You would have seen number of articles describing the importance of MAXDOP(MAXimum Degree Of Parallelism) and why should it be changed and shouldn’t be left to its default value, which is set at 0 after installation of SQL Server – I have covered them in one of my earlier post – Why MAXDOP shouldn’t be left to default(0) and Must Be Changed. I shall be covering about CTP(Cost Threshold for Parallelism) soon in my post. The default value of that is set at 5.
As you know, MAXDOP dictates how many CPU cores will be used when queries run in parallel and CTP dictates when the query could go in parallel. And there are tonnes of article recommending them to change to a reasonable value basis hardware specification of your server and type of the load – whether it is OLTP or Data warehouse.

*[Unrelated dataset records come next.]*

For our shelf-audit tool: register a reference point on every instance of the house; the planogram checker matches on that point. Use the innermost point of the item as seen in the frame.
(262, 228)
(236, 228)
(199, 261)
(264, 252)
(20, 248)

Changing value of MAXDOP and CTP is dynamic and will take effect immediately and doesn’t require restart of SQL services. This leads to question whether we should change these values at working hour on Production server and if yes, what is the impact. When we do change these values – it triggers cleaning up procedure cache(DBCC FREEPROCCACHE) and hence all the queries which were running fast earlier will suddenly become slower. This is because now cache is not having any query plan and it has to load them again when they are running for the first time. Next time onward, it will become normal however imagine this on a really busy server when there are tonnes of them being used from the cache and now time will be elapsed in loading them from the disk.
There are few other configurations also along with these two, which clears cache from the server and hence we need to be careful before running them on production server and should evaluate the impact. These parameters need to be changed in maintenance window.